Die Witwe Wollust wurde auf freien Fuß gesetzt, und am nächsten Morgen beim Gottesdienst fuhr die ganze Gemeinde fort, mit lauter Stimme ihre lieben, alten Kirchenlieder in plattdeutscher Sprache zu singen. Immer aufs Neue setzte die Orgel ein zum Spiel der neuen, hochdeutschen, vom Pfarrer Tielmann [Tillmann] in Erkeln verfassten Gesänge. Der Schulmeister stimmte immer wieder zu dem Choral „Aus der Tiefe rufe ich zu dir, o Herr!“ an, und immer wieder sang das gläubige Volk unten im Kirchenschiff mit begeisterter, dröhnender Stimme: „Hei out düsse deipen Koulen / Raupe ikk tau dikk, o Heer! / Hör mein Jalpern!“
Der Kantor fauchte vor Wut, fing von neuem an zu präludieren, das Volk aber sang mit lauter Stimme: „Hör mein Jalpern!“ Es war unmöglich, den Gottesdienst zu Ende zu führen. Die Erregung des Volkes machte sich in einem erneuten Tumult Luft. Unter lautem Schimpfen und Johlen drängte die Menge auf den Kirchplatz hinaus. Männer, Frauen und Kinder, ja selbst die alten Leute eilten aus dem Dorfe herbei. Die einen sangen ihre plattdeutschen Melodien, die andern reckten drohend die Fäuste in den Himmel und riefen: „Wo is düsse verdammte hochduitske Magister? Schlohet dien Hund mit de Nummertofel dein Schedel in! “ Der Kantor aber saß, am ganzen Leibe zitternd, in der Sakristei und „bereitete sich auf sein letztes Stündlein“ vor.

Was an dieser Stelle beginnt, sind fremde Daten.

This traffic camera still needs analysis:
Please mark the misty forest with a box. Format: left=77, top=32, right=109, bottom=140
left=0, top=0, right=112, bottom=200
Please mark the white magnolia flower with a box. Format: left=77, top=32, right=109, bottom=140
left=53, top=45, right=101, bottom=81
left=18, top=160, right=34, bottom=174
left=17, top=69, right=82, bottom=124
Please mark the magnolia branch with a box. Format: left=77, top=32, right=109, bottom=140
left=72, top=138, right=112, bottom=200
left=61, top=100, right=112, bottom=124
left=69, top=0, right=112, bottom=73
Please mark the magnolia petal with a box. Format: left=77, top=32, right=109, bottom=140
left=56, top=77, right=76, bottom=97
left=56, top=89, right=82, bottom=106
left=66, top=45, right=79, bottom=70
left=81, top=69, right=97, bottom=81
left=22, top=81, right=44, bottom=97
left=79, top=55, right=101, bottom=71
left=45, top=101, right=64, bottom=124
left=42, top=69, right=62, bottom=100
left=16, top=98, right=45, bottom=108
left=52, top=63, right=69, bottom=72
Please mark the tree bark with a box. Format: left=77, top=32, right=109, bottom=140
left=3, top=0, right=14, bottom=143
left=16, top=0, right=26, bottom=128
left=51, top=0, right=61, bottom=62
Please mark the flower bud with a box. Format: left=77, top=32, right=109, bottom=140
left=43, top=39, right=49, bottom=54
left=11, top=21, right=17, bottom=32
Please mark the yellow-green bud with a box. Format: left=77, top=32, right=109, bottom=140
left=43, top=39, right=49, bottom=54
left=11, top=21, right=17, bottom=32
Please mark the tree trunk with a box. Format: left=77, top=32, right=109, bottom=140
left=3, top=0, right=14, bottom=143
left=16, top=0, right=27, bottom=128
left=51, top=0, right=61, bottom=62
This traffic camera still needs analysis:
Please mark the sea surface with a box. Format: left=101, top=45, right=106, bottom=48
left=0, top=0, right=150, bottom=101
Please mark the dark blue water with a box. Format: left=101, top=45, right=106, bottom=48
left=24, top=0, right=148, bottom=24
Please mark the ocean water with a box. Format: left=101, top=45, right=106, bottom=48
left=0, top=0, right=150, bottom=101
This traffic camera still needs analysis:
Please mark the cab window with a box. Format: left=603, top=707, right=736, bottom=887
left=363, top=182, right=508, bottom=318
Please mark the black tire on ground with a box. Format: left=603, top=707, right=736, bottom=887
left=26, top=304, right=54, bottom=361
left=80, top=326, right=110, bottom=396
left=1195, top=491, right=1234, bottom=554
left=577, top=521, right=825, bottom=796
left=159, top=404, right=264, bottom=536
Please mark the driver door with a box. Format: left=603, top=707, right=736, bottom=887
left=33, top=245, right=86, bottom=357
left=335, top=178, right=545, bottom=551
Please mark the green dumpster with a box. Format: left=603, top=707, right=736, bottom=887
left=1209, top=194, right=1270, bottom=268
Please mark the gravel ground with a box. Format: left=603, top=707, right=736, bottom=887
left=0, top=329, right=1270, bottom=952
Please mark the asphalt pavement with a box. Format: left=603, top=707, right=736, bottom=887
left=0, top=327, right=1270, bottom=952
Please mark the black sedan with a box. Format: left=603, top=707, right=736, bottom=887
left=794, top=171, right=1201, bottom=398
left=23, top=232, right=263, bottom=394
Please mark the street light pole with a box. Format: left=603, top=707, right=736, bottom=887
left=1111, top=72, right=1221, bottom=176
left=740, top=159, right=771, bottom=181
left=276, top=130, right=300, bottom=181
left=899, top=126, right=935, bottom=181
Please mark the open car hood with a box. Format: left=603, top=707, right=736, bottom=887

Noch einer wagte sich an jenem Morgen nicht über die Schwelle seines Hauses, der Maire Waldeyer. Aber insgeheim schickte er einen Boten nach Kassel, um die Aufsässigen gewaltsam zur Ruhe zu bringen. Höheren Ortes war man empört über die Rückständigkeit der Borgholzer. Und es dauerte nicht lange, bis eine Kompanie Grenadiere vom 5. Westfälischen Infanterie- Regiment und 30 Grenadiere unter dem Kommando eines Oberstleutnants als Exekution einrückten. Zugleich kamen der Oberpräfekt Reimann aus Kassel und der Präfekt von Metternich aus Höxter. Mehrere Einwohner, namentlich Diedrich, Kornhoff, Heinrich Redeker usw., auch aus dem Filialorte Natingen, welche gleichfalls bei dem Auflauf tätigen Anteil genommen hatten, wurden auf „Wagens“ nach Höxter geschleppt und dortselbst zu nicht unbedeutenden Geldstrafen verurteilt.
Die ganze Exekution in Borgholz und Natingen dauerte 8 Tage. Beim Abzug ebengedachter Truppen mußte jeder Quartierträger jedem Einquartierten Linnen zu einer Hose und ein paar Schuhsohlen geben. Und, so schließt der Chronist seinen Bericht: „Wenn es auch wahr ist, daß der friedliche Einwohner sich zu solchen Verordnungen nicht hergeben muß, so scheint dies unglückbringende Ereignis durch ein frommes Mißverständns bedingt zu sein. Vorgenanntes Ereignis war für viele Bewohner von Borgholz und Natingen sehr hart, und man war späterhin der Meinung, daß die Einführung dieser neuen Kirchengesänge wohl nach und nach recht gut auf gütlichem Wege hätte geschehen können und die angewandten Maßregeln nicht für nötig erachtet würden.“
Dieses historische Ereignis wurde 2010 in einem Theaterstück „Der Singerkrieg von Borgholz“, in drei Akten, von Laienschauspielern nach dem Drehbuch von H. Multhaupt, aufgeführt.